Surprising new feature in AMD Ryzen 3000

News and research about CPU microarchitecture and software optimization
agner
Site Admin
Posts: 76
Joined: 2019-12-27, 18:56:25
Contact:

Surprising new feature in AMD Ryzen 3000

Post by agner » 2020-08-27, 14:27:09

I have just finished testing the AMD Zen 2 CPU. The results are in my microarchitecture manual and my instruction tables https://www.agner.org/optimize/#manuals.

I discovered that the Zen 2 has a new surprising feature that we have never seen before: It can mirror the value of a memory operand inside the CPU so that it can be accessed with zero latency.

This assembly code shows an example:

Code: Select all

mov dword [rsi], eax
add dword [rsi], 5
mov ebx, dword [rsi]
When the CPU recognizes that the address [rsi] is the same in all three instructions, it will mirror the value at this address in a temporal internal register. The three instructions are executed in just 2 clock cycles, where it would otherwise take 15 clock cycles.

It can even track an address on the stack while compensating for changes in the stack pointer across push, pop, call, and return instructions. This is useful in 32-bit mode where function parameters are pushed on the stack. A simple function can read its parameters without waiting for the values to be stored on the stack and read back again. This does not work if the stack pointer is modified by any other instructions or copied to a frame pointer. Therefore, it doesn't work with functions that set up a stack frame.

The mechanism works only under certain conditions. It must use general purpose registers, and the operand size must be 32 or 64 bits. The memory operand must use a pointer and optionally an index. It does not work with absolute or rip-relative addresses.

It seems that the CPU makes assumptions about whether memory operands have the same address before the addresses have been calculated. This may cause problems in case of pointer aliasing. If the second instruction in the above example has a different pointer register with the same value, you have a problem of pointer aliasing. The CPU assumes that the addresses are different so that the value of eax is directly forwarded to ebx without adding 5. It takes 40 clock cycles to undo the mistake and redo the correct calculation.
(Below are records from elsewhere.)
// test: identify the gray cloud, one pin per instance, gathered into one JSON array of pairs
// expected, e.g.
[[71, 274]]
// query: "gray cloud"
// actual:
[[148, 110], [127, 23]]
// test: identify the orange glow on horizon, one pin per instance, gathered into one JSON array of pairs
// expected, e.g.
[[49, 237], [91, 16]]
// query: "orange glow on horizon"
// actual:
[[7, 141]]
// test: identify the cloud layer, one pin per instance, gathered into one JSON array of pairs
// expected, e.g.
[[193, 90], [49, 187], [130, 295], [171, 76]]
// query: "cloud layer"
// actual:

Yet, this is a pretty amazing feature. Imagine how complicated it is to implement this in hardware without adding any latency. I wonder why this feature is not mentioned in any AMD documents or promotion material. At least, I can't find any mentioning of this anywhere. AMD has something they call superforwarding, but this must be something else because it applies only to floating point registers.

Other interesting results for the Zen 2:
The vector execution units and data paths are all extended from 128 bits to 256 bits. A typical 256-bit AVX instruction is executed with a single micro-op, while the Zen 1 would split it into two 128-bit micro-ops. The throughput for 256-bit vector instructions is now as high as two floating point vector additions and two multiplications per clock cycle.
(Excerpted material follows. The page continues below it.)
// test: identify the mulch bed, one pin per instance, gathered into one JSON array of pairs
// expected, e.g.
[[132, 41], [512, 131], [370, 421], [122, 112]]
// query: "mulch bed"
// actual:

There is also an extra memory AGU so that it can do two 256-bit memory reads and one 256-bit write per clock cycle.

The maximum overall throughput for a mix of integer and vector instructions is five instructions or six micro-ops per clock for loops that fit into the micro-op cache. Long loops that don't fit into the micro-op cache are limited by a fetch rate of up to 16 bytes or four instructions per clock. Intel processors have a similar limitation, and this is a very likely bottleneck for CPU intensive code.

All caches are big, the clock frequency is high, and you can get up to 64 cores. All in all, this is a quite competitive CPU as long as your software does not utilize the AVX512 instruction set. The software market is generally slow to adopt to new instruction sets, so I guess it makes economic sense for AMD to lag behind Intel in the race for new instruction sets and longer vector registers.

Nildawenn
Posts: 1
Joined: 2020-08-28, 13:32:52

Re: Surprising new feature in AMD Ryzen 3000

Post by Nildawenn » 2020-08-28, 13:46:26

With your code example, could this be effectively used by the compiler to force the cpu to ensure an address is in cache by the time a final store comes about?
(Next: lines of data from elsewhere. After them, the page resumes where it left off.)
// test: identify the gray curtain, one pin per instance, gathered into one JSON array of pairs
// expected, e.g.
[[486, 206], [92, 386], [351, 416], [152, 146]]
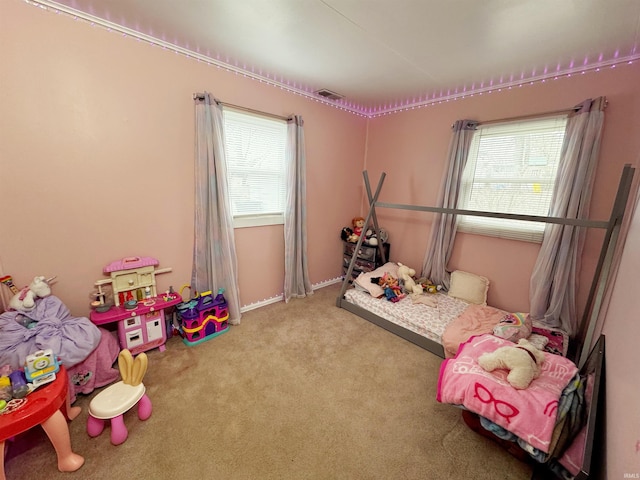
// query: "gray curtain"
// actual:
[[214, 254], [296, 275], [554, 279], [443, 228]]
For example, if you intentionally use the destination address as temporary storage (even if unnecessary), does it begin fetching the address on first reference, or will the address be brought into L1 only when the core sees a need to write back to cache (perhaps on a final store in the sequence that can be mirrored)?

Do you know how many addresses can be simultaneously mirrored like this?

agner
Site Admin
Posts: 76
Joined: 2019-12-27, 18:56:25
Contact:

Re: Surprising new feature in AMD Ryzen 3000

Post by agner » 2020-08-28, 15:34:49

Nildawenn, you don't need this feature to load a cache line. Any read, write, or prefetch to this address will do. It is not advisable to rely on an undocumented feature that may be different in the next processor.
Do you know how many addresses can be simultaneously mirrored like this?
I cannot find a limit. Writing to hundreds of different addresses in between doesn't make the problem of pointer aliasing go away, even if the number of addresses exceeds the number of internal temporary registers.

jtsmith
Posts: 3
Joined: 2020-08-28, 19:27:27

Re: Surprising new feature in AMD Ryzen 3000

Post by jtsmith » 2020-08-28, 19:34:46

Although I had to double-check about the equivalence of the test cases, this "memory renaming" got noticed and examined earlier in this year by some of the usual suspects:

https://gist.github.com/travisdowns/bc9 ... 82f85b9e9c
https://pvk.ca/Blog/2020/02/01/too-much ... orwarding/

Both Zen 2 and Ice Lake have been verified as handling bypass transformations for at least isolated store/load pairs, which the store/increment-at-addr/load test case is apparently equivalent to just 2 back-to-back instances of.

dt_cpu
Posts: 2
Joined: 2020-08-29, 4:04:55

Re: Surprising new feature in AMD Ryzen 3000

Post by dt_cpu » 2020-08-29, 4:42:03

Is there evidence that the core can handle stack manipulations (push & pop) and still forward values directly? Given the presence of the stack engine in the front end, I'm sorta expecting the two features to play together nicely.

agner
Site Admin
Posts: 76
Joined: 2019-12-27, 18:56:25
Contact:

Re: Surprising new feature in AMD Ryzen 3000

Post by agner » 2020-08-29, 6:27:59

jtsmith: Thanks for the references. This fits nicely with my findings. It is amazing that this works with zero latency even with read-modify-write instructions and stack instructions. Too bad, though, that the penalty is so high if it fails.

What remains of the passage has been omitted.